An Entity represents your data model (e.g., an user, an item on an user). You map the Entity to a Physical Table and define how its keys are generated, so every entity looks kinda like an separated table.

import { dynamoEntity, string, uuid, number, enum, date, prefixKey, staticKey } from "@aurios/mizzle";

export const jedi = dynamoEntity(
  myTable,
  "Jedi",
  {
    id: uuid(), // Automatically generates a v7 UUID
    name: string(),
    homeworld: string()
  },
  (cols) => ({
    // PK will look like "JEDI#<uuid>"
    pk: prefixKey("JEDI#", cols.id),
    // SK will be a static string "PROFILE"
    sk: staticKey("PROFILE"),
  }),
);

export const jediRank = dynamoEntity(
  myTable,
  'JediRank',
  {
    jediId: uuid(),
    position: string().default('initiate'),
    joinedCouncilDate: string(),
  },
  (cols) => ({
    // Same as the jedi so they can be related
    pk: prefixKey('JEDI#', cols.jediId),
    // RANK#initiate
    sk: prefixKey('RANK#', cols.position),
  })
)

The UUID V7 was chosen for better sorting, since the values are time-sortable with 1 millisecond precision.

Define the Relations

Relationships in Mizzle are established using the defineRelations function. This step creates a logical map of how your entities interact, enabling you to perform powerful relational queries—such as fetching a Jedi along with their entire rank history—in a single operation.
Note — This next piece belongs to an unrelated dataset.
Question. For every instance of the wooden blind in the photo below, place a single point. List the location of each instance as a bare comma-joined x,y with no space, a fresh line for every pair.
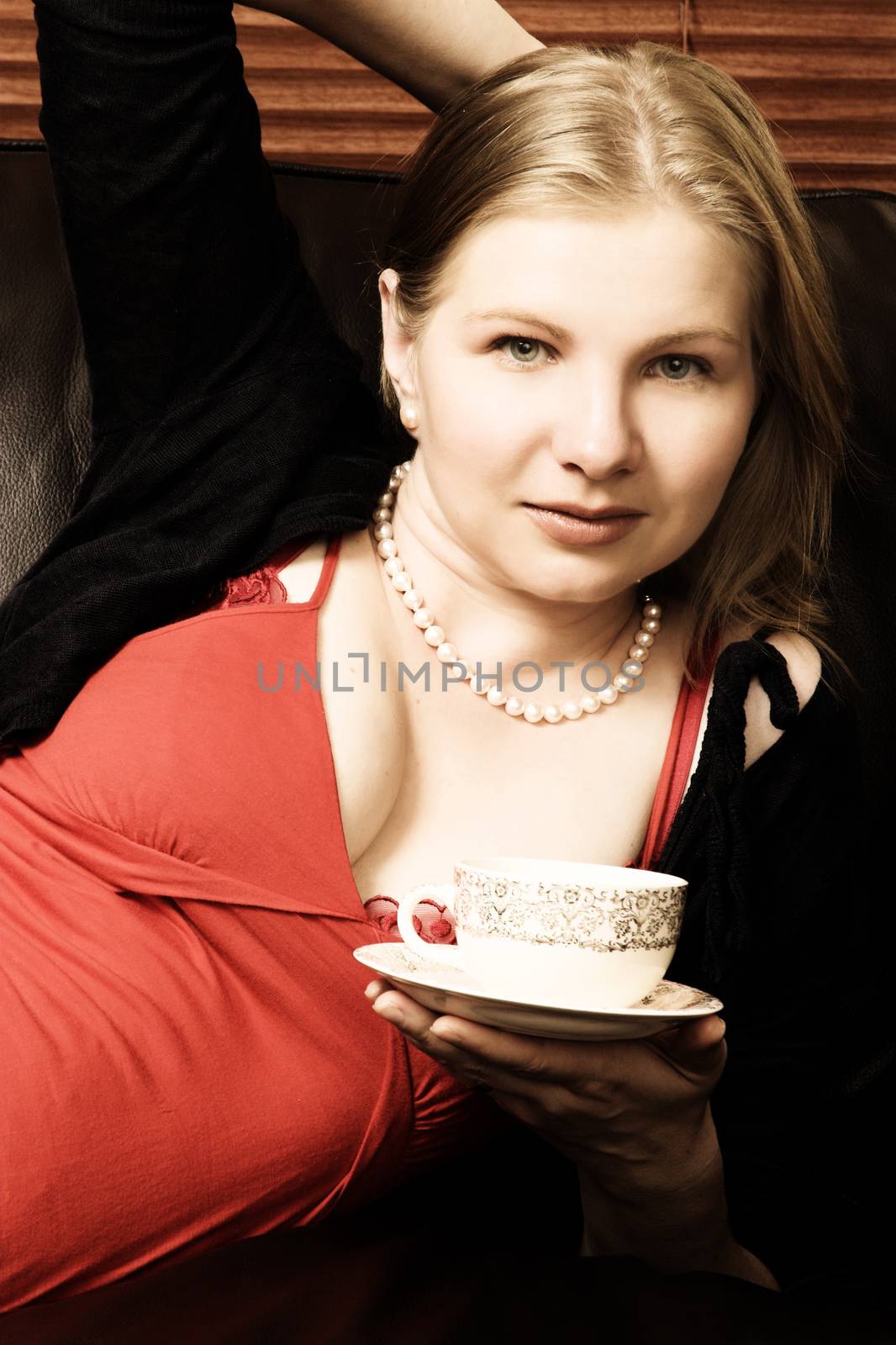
824,71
import { defineRelations } from "@aurios/mizzle";
import * as schema from "./schema";

export const relations = defineRelations(schema, (r) => ({
  jedi: {
    // A Jedi could've a lot of ranks throughout his year
    ranks: r.many.jediRank({
      fields: [r.jedi.id],
      references: [r.jediRank.jediId],
    }),
  },
  jediRank: {
    // Every registry points to one Jedi only
    member: r.one.jedi({
      fields: [r.jediRank.jediId],
      references: [r.jedi.id],
    }),
  },
}));

Initialization

Initialize the mizzle client by passing it an instance of the standard AWS DynamoDBClient and the relations we just defined.

import { DynamoDBClient } from "@aws-sdk/client-dynamodb";
import { mizzle } from "@aurios/mizzle";
import { relations } from "./relations";

const client = new DynamoDBClient({ region: "us-east-1" });
export const db = mizzle({ client, relations });

Query

Now you can use the fluent API to interact with your data in the best way possible.

Insert Data

// api/jedi/new.ts
import { jedi } from "$lib/schema.ts";

const newJedi = await db
  .insert(jedi)
  .values({
    name: "Luke Skywalker",
    homeworld: "Tatooine",
  })
  .returning();

console.log(newJedi.id); // The auto-generated UUID

Select Data

Mizzle intelligently routes your request to GetItem, Query, or Scan based on the filters you provide.

// /api/jedi/get.ts
import { jedi } from "$lib/schema.ts";
import { eq } from "@aurios/mizzle";

// This will use GetItem because both PK and SK are fully resolved
const user = await db.select().from(jedi).where(eq(jedi.id, "some-uuid")).execute();

Mizzling

This will work if you already has a DynamoDB table with data in it. If you want to create a new table with the schema you defined, you can use the mizzling CLI.

📄 License

This project is licensed under the MIT License.